Actually it that's not true because most distros still use relatively old kernel
includes. It really only broke with paravirt, which especially on 64bit
is extremly new.
I think on a few of the latest distros actually break it in their
default setup, that is why I looked at fixing it (ran into this
in suse 11.0, in 10.3 it was all still ok)
>
> Mixing fundamentally unrelated kernel and userspace variants of the same
> function just makes the aggregation uglier than both.
I disagree on the fundamentally unrelated. They are the same semantically
(although the paravirt entry point is misnamed, it shouldn't call
itself RDTSC)
>
> (Also, most userspace variants I have seen have what the kernel calls
> "rdtscll" and calls it "rdtsc".)
At least asm/msr.h has used it like this forever (2.4).
> I would suggest writing a <sys/tsc.h> header file and submitting to the
> glibc people, instead, or perhaps even better, start a libarch/libx86 tree.
That wouldn't work on old kernels. asm/msr.h has been the traditional
interface for this and rdtsc has worked forever (at least dating back to 2.0)
rdtscll is a bit newer, but still in Linux terms ancient (2.4)
Also in my experience distributions are extremly slow at keeping up
with glibc, so even if this was added to glibc it would be probably
years before it would be actually usable :/ And I see about zero
point in changing a perfectly fine include name breaking everything old.

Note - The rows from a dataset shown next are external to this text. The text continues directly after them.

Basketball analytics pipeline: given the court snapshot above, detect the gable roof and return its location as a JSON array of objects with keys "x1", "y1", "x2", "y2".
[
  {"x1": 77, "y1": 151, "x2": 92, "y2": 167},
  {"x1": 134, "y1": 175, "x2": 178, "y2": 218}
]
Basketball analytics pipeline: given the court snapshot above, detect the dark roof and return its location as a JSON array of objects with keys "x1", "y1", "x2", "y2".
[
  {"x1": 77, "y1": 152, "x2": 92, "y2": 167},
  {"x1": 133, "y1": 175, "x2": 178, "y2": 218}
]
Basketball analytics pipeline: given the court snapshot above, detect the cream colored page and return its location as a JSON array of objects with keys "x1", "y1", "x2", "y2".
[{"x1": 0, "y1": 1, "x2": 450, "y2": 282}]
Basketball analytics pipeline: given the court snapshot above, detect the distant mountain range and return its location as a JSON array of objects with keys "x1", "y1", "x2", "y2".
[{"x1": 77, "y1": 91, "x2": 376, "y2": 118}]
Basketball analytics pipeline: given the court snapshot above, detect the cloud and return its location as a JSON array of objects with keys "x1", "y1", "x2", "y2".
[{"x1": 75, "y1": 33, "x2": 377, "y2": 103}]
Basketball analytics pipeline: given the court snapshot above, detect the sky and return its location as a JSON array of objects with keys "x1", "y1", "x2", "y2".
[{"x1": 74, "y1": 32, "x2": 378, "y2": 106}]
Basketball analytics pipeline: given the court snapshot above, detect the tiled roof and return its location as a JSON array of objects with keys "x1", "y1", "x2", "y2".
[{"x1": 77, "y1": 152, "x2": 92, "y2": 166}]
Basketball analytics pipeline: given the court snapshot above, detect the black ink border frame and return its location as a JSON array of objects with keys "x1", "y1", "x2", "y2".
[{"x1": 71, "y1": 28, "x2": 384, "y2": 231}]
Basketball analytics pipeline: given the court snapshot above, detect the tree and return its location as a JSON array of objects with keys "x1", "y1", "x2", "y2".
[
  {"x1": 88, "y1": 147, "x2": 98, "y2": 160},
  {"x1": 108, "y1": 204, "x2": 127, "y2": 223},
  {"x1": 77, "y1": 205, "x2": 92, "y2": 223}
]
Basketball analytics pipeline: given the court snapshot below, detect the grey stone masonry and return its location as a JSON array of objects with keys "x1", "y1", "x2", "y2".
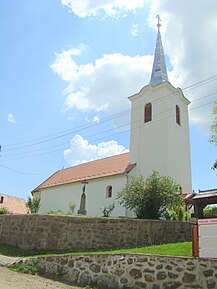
[
  {"x1": 0, "y1": 215, "x2": 192, "y2": 250},
  {"x1": 23, "y1": 254, "x2": 217, "y2": 289}
]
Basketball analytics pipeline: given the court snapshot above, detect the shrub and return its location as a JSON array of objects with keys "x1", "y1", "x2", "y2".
[{"x1": 100, "y1": 203, "x2": 115, "y2": 217}]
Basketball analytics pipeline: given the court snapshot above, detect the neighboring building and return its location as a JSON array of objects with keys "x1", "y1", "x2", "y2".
[
  {"x1": 0, "y1": 194, "x2": 29, "y2": 214},
  {"x1": 184, "y1": 189, "x2": 217, "y2": 219},
  {"x1": 32, "y1": 21, "x2": 191, "y2": 216}
]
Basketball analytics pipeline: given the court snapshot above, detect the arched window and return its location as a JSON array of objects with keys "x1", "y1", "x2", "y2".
[
  {"x1": 176, "y1": 105, "x2": 181, "y2": 125},
  {"x1": 144, "y1": 103, "x2": 152, "y2": 122},
  {"x1": 106, "y1": 186, "x2": 112, "y2": 198}
]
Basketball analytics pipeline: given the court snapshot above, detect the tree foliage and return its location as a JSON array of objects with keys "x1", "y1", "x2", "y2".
[
  {"x1": 163, "y1": 204, "x2": 191, "y2": 221},
  {"x1": 26, "y1": 197, "x2": 40, "y2": 214},
  {"x1": 118, "y1": 171, "x2": 182, "y2": 219},
  {"x1": 203, "y1": 206, "x2": 217, "y2": 218},
  {"x1": 100, "y1": 203, "x2": 115, "y2": 217},
  {"x1": 210, "y1": 101, "x2": 217, "y2": 170}
]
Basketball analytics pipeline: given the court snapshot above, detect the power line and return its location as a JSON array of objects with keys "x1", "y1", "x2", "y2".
[
  {"x1": 0, "y1": 97, "x2": 214, "y2": 161},
  {"x1": 3, "y1": 74, "x2": 217, "y2": 151}
]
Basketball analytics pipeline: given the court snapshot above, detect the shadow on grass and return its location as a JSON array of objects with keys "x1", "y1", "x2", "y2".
[{"x1": 0, "y1": 242, "x2": 192, "y2": 257}]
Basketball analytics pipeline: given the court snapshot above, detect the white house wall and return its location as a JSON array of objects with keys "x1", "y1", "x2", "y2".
[
  {"x1": 130, "y1": 82, "x2": 191, "y2": 192},
  {"x1": 39, "y1": 174, "x2": 132, "y2": 216}
]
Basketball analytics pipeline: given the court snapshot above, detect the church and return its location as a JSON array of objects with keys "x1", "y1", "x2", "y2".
[{"x1": 32, "y1": 17, "x2": 192, "y2": 217}]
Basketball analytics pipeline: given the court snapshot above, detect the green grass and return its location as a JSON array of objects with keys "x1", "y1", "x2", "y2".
[{"x1": 0, "y1": 242, "x2": 192, "y2": 257}]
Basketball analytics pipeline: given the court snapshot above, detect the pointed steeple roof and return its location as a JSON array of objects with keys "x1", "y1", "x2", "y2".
[{"x1": 149, "y1": 15, "x2": 168, "y2": 86}]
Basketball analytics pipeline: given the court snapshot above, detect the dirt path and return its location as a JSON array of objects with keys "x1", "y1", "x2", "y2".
[{"x1": 0, "y1": 267, "x2": 81, "y2": 289}]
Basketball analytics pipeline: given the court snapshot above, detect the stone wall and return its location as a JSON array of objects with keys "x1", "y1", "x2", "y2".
[
  {"x1": 0, "y1": 215, "x2": 192, "y2": 250},
  {"x1": 24, "y1": 254, "x2": 217, "y2": 289}
]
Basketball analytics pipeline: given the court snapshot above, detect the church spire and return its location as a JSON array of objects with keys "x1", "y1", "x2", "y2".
[{"x1": 150, "y1": 15, "x2": 168, "y2": 86}]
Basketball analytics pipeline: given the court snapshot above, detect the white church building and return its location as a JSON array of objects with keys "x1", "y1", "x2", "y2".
[{"x1": 32, "y1": 19, "x2": 192, "y2": 217}]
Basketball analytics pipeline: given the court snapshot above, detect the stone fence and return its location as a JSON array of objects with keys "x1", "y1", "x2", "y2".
[
  {"x1": 0, "y1": 215, "x2": 192, "y2": 250},
  {"x1": 21, "y1": 254, "x2": 217, "y2": 289}
]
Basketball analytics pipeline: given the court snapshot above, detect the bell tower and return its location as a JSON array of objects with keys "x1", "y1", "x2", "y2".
[{"x1": 129, "y1": 15, "x2": 192, "y2": 192}]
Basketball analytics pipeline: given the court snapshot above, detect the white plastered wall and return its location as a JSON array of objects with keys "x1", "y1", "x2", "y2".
[
  {"x1": 35, "y1": 174, "x2": 132, "y2": 217},
  {"x1": 129, "y1": 82, "x2": 192, "y2": 192}
]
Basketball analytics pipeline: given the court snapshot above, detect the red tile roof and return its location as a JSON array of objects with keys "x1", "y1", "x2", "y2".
[
  {"x1": 0, "y1": 194, "x2": 28, "y2": 214},
  {"x1": 32, "y1": 153, "x2": 135, "y2": 193}
]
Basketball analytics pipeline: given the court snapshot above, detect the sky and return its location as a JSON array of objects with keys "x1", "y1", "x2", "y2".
[{"x1": 0, "y1": 0, "x2": 217, "y2": 199}]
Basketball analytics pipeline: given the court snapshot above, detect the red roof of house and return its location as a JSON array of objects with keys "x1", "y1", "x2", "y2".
[
  {"x1": 32, "y1": 153, "x2": 135, "y2": 192},
  {"x1": 0, "y1": 194, "x2": 29, "y2": 214}
]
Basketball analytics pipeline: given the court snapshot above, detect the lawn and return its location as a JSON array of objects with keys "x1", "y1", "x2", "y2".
[{"x1": 0, "y1": 242, "x2": 192, "y2": 257}]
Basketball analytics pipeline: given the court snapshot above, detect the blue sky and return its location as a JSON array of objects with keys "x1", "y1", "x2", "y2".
[{"x1": 0, "y1": 0, "x2": 217, "y2": 198}]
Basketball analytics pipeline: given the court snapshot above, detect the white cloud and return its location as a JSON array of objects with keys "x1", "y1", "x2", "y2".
[
  {"x1": 51, "y1": 51, "x2": 153, "y2": 114},
  {"x1": 64, "y1": 134, "x2": 128, "y2": 166},
  {"x1": 130, "y1": 24, "x2": 139, "y2": 37},
  {"x1": 61, "y1": 0, "x2": 145, "y2": 17},
  {"x1": 8, "y1": 113, "x2": 17, "y2": 124},
  {"x1": 149, "y1": 0, "x2": 217, "y2": 130}
]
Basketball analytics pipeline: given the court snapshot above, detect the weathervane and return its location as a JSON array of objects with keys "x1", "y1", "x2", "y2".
[{"x1": 156, "y1": 14, "x2": 161, "y2": 31}]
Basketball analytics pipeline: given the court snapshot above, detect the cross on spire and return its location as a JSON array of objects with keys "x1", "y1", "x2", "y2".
[
  {"x1": 150, "y1": 15, "x2": 168, "y2": 86},
  {"x1": 156, "y1": 14, "x2": 161, "y2": 31}
]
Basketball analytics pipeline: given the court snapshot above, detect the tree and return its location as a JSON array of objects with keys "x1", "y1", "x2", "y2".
[
  {"x1": 100, "y1": 203, "x2": 115, "y2": 217},
  {"x1": 118, "y1": 171, "x2": 182, "y2": 219},
  {"x1": 26, "y1": 197, "x2": 40, "y2": 214},
  {"x1": 210, "y1": 101, "x2": 217, "y2": 170},
  {"x1": 0, "y1": 207, "x2": 9, "y2": 215}
]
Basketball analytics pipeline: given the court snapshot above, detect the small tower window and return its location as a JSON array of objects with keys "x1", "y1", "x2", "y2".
[
  {"x1": 144, "y1": 103, "x2": 152, "y2": 122},
  {"x1": 176, "y1": 105, "x2": 181, "y2": 125},
  {"x1": 106, "y1": 186, "x2": 112, "y2": 198}
]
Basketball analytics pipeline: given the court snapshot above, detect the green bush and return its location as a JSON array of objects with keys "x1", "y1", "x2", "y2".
[
  {"x1": 47, "y1": 210, "x2": 71, "y2": 216},
  {"x1": 203, "y1": 206, "x2": 217, "y2": 218}
]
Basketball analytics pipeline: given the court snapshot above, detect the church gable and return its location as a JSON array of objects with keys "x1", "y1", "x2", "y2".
[{"x1": 32, "y1": 153, "x2": 134, "y2": 193}]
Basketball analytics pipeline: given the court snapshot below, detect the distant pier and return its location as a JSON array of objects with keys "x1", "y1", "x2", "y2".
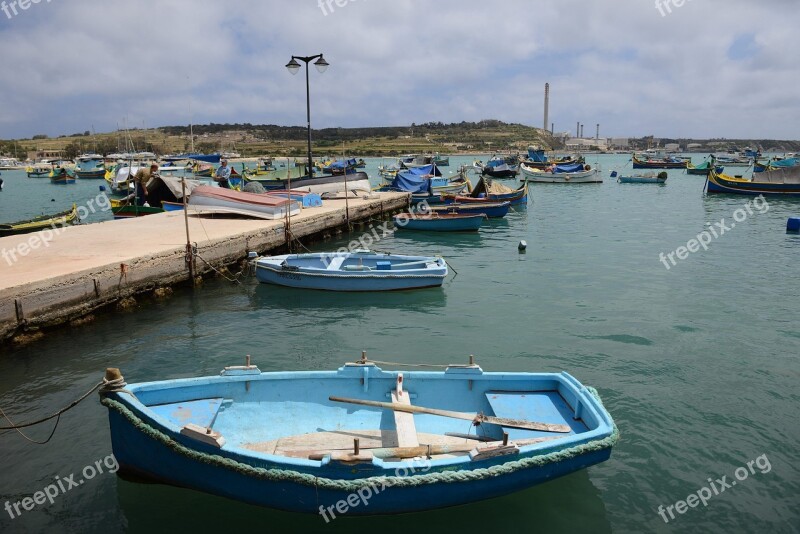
[{"x1": 0, "y1": 193, "x2": 409, "y2": 343}]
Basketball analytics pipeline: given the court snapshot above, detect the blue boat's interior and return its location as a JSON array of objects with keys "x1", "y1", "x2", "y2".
[{"x1": 129, "y1": 365, "x2": 606, "y2": 464}]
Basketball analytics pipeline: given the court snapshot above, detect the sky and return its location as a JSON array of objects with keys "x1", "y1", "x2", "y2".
[{"x1": 0, "y1": 0, "x2": 800, "y2": 140}]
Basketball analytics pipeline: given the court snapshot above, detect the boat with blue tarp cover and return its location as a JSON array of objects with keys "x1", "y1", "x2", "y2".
[
  {"x1": 255, "y1": 250, "x2": 447, "y2": 291},
  {"x1": 520, "y1": 163, "x2": 603, "y2": 184},
  {"x1": 101, "y1": 353, "x2": 619, "y2": 517}
]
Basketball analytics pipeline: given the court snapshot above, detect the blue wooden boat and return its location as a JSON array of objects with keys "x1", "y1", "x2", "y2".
[
  {"x1": 50, "y1": 167, "x2": 75, "y2": 185},
  {"x1": 706, "y1": 167, "x2": 800, "y2": 197},
  {"x1": 394, "y1": 213, "x2": 486, "y2": 232},
  {"x1": 431, "y1": 201, "x2": 511, "y2": 219},
  {"x1": 255, "y1": 250, "x2": 447, "y2": 291},
  {"x1": 101, "y1": 355, "x2": 619, "y2": 521},
  {"x1": 444, "y1": 176, "x2": 528, "y2": 206},
  {"x1": 75, "y1": 154, "x2": 106, "y2": 179},
  {"x1": 611, "y1": 171, "x2": 667, "y2": 184}
]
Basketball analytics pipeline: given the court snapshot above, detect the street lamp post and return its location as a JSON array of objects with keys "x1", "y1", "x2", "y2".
[{"x1": 286, "y1": 54, "x2": 328, "y2": 178}]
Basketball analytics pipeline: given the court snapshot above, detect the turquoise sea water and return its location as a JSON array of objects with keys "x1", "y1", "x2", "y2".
[{"x1": 0, "y1": 155, "x2": 800, "y2": 533}]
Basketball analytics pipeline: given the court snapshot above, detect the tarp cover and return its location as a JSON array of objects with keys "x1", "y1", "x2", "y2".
[
  {"x1": 553, "y1": 163, "x2": 583, "y2": 174},
  {"x1": 528, "y1": 147, "x2": 547, "y2": 163},
  {"x1": 404, "y1": 164, "x2": 442, "y2": 176},
  {"x1": 392, "y1": 172, "x2": 431, "y2": 193}
]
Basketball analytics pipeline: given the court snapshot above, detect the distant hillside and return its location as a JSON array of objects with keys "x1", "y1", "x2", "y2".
[{"x1": 0, "y1": 120, "x2": 800, "y2": 159}]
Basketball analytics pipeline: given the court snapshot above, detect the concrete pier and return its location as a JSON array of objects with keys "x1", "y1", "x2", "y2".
[{"x1": 0, "y1": 193, "x2": 409, "y2": 343}]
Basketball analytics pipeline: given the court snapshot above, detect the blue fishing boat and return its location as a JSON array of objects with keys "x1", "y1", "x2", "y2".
[
  {"x1": 75, "y1": 154, "x2": 106, "y2": 179},
  {"x1": 611, "y1": 175, "x2": 667, "y2": 184},
  {"x1": 50, "y1": 167, "x2": 75, "y2": 185},
  {"x1": 444, "y1": 176, "x2": 528, "y2": 206},
  {"x1": 101, "y1": 354, "x2": 619, "y2": 521},
  {"x1": 430, "y1": 201, "x2": 511, "y2": 219},
  {"x1": 481, "y1": 156, "x2": 519, "y2": 178},
  {"x1": 393, "y1": 213, "x2": 486, "y2": 232},
  {"x1": 255, "y1": 250, "x2": 447, "y2": 291}
]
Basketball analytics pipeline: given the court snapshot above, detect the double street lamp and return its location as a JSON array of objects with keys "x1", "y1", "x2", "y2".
[{"x1": 286, "y1": 54, "x2": 328, "y2": 177}]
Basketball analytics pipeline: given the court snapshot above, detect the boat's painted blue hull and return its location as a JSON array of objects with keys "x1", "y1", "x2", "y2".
[
  {"x1": 104, "y1": 365, "x2": 617, "y2": 521},
  {"x1": 394, "y1": 214, "x2": 485, "y2": 232}
]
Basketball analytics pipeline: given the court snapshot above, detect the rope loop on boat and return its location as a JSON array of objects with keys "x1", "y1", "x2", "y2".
[{"x1": 95, "y1": 387, "x2": 619, "y2": 493}]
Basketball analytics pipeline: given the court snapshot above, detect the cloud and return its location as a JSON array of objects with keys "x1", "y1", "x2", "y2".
[{"x1": 0, "y1": 0, "x2": 800, "y2": 138}]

Anyways if you insist I can probably deal without
but I (and likely others) would think something nasty about you every time
I have to cut'n'paste that code again. Do you really want to risk that? @)
-Andi
--
[email protected]
Andi Kleen wrote:
>
>> I would suggest writing a <sys/tsc.h> header file and submitting to the
>> glibc people, instead, or perhaps even better, start a libarch/libx86 tree.
>
> That wouldn't work on old kernels. asm/msr.h has been the traditional
> interface for this and rdtsc has worked forever (at least dating back to 2.0)
> rdtscll is a bit newer, but still in Linux terms ancient (2.4)
>
It would definitely work on older kernels. Just don't stomp on the
kernel's namespace and you can do whatever you want.
> Also in my experience distributions are extremly slow at keeping up
> with glibc, so even if this was added to glibc it would be probably
> years before it would be actually usable :/ And I see about zero
> point in changing a perfectly fine include name breaking everything old.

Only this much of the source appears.